The fact that the anti-vaccinationists won, with the British state choosing liberty over coercion (or, to put it less charitably, individualism over solidarity), doesn’t just illuminate the character of the early 20th-century state. To my mind, it also poses the question of whether ‘anti-condescensionism’ is today really the best framework within which to study movements of this kind. After all, ‘anti-condescensionism’ presumed that ‘condescension’ had become the norm. It assumed, in other words, that the Enlightenment had won, that faith and folk wisdom had been dismissed as superstition and error, and hence that a more respectful or at least anthropological approach to (not to put too fine a point on it) history’s losers would not bring the temple of reason down. Anti-condescensionists disliked the snobbery and gloating that accompanied modernity’s triumph, but they were not trying to turn the clock back: Thompson wanted to understand and in a measure accord respect even to ‘the deluded follower of Joanna Southcott’, but – as his language reveals – he hardly wished to recover the insights of ‘Southcottianism’ for our modern world.

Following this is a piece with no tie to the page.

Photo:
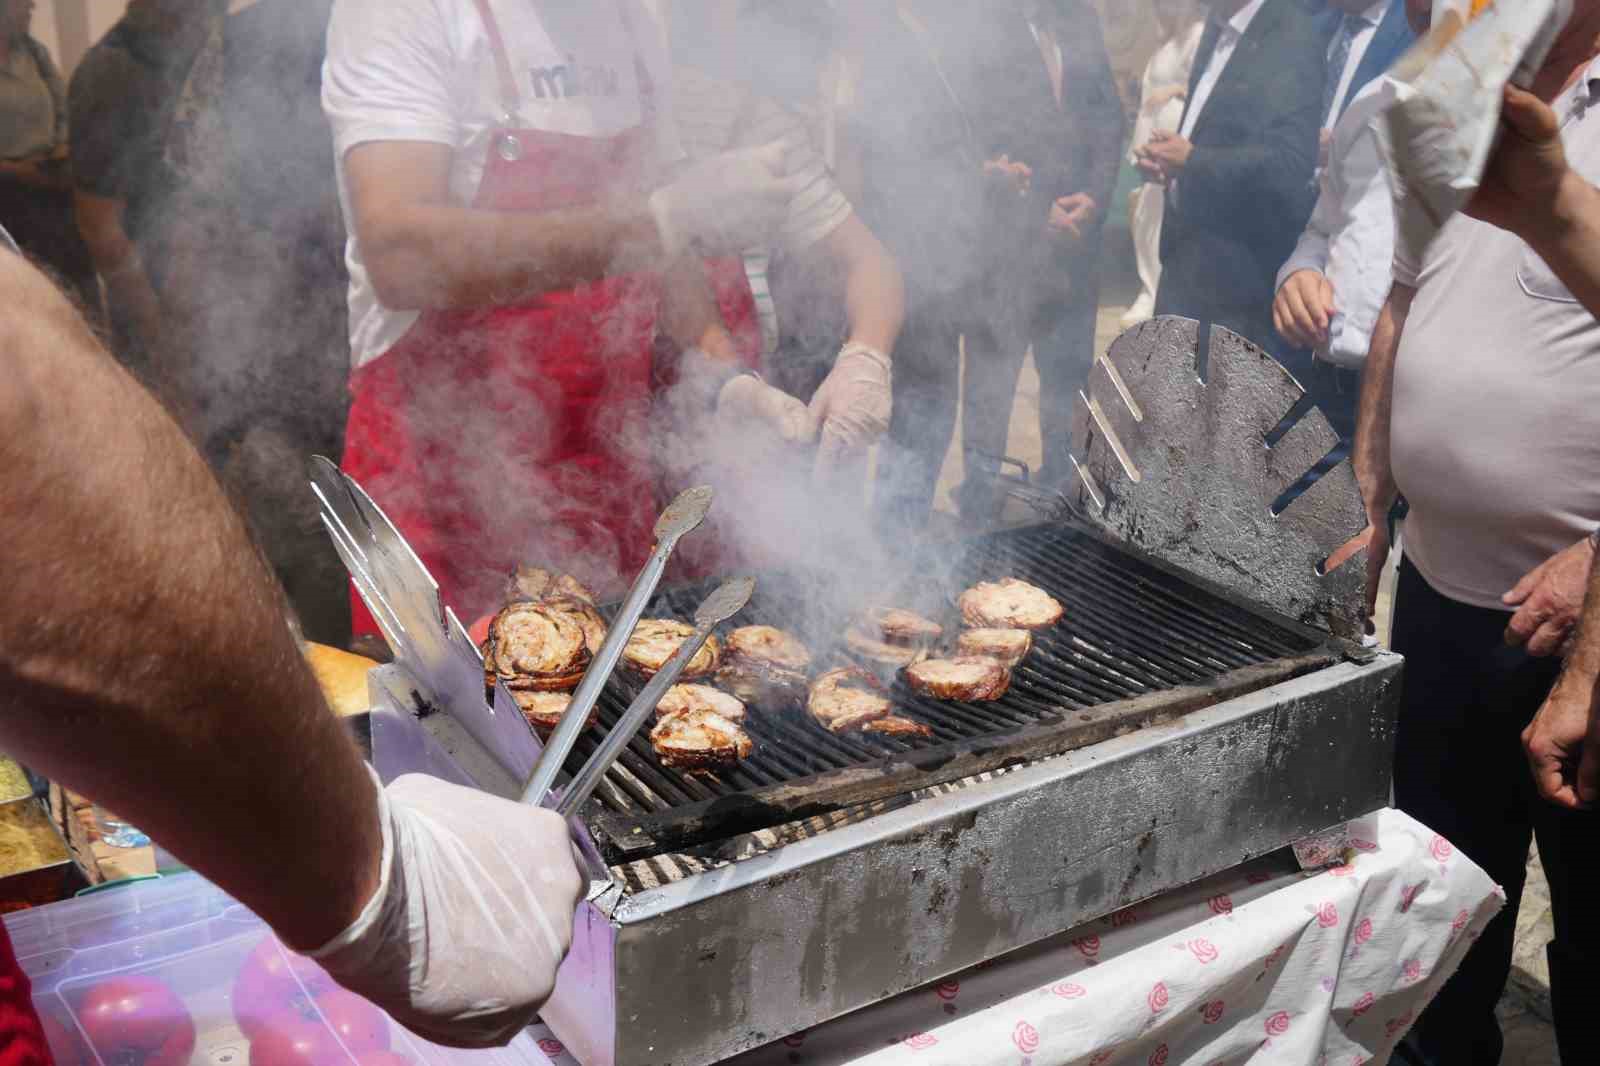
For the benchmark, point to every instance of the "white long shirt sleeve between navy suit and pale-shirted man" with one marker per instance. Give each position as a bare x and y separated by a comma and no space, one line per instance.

Anti-condescensionism was part of that rebuke to the overweening and oppressive modernity of the 1960s, but – as the current furore over vaccination in a small way attests – we don’t live in that confident modern world any more. In a rather anxious conclusion, Durbach acknowledges this, noting that while the postwar welfare state also decided against compulsory vaccination, it did so believing that in a social democratic polity people would voluntarily agree to assume a measure of personal risk in order to protect the social whole. But solidarity is in tatters, and in George W. Bush’s America the authority of secularism and science is at a low point as well. And this is why one might begin to feel impatient with the persistence of the anti-condescensionist cast of mind, in history as elsewhere. For, in the United States at least, liberals may remain anti-condescensionist, carefully respectful of all forms of conscience and faith, but a good many Christians do not reciprocate that tolerance, pursuing instead a single-minded strategy of radical cultural change all the way to the polls.

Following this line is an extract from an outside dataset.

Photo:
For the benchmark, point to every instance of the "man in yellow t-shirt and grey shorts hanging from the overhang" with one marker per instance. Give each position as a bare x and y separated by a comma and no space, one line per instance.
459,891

Scholars always rejoice to find evidence of human beings’ infinite capacity for holding fantastic beliefs, but I can’t be alone in hoping that those beliefs don’t become the foundation for public health policy. Of course, following Agent Orange, Love Canal, Sellafield, the Tuskegee studies, and the host of other crimes or bad decisions inflicted by officials and scientists on a captive or unsuspecting public, scepticism is in order. Still, the eradication of smallpox happened not only because 18th-century inoculation had begun a process of protection, not only because viral strains had become less virulent, but also because doctors and officials in many countries and then in the World Health Organisation insisted – over parental objections and doubtless to some individual children’s cost – that the health of humanity would best be protected through mandatory vaccination. The last case of smallpox – a disease that had been with humans for two thousand years – occurred in 1977.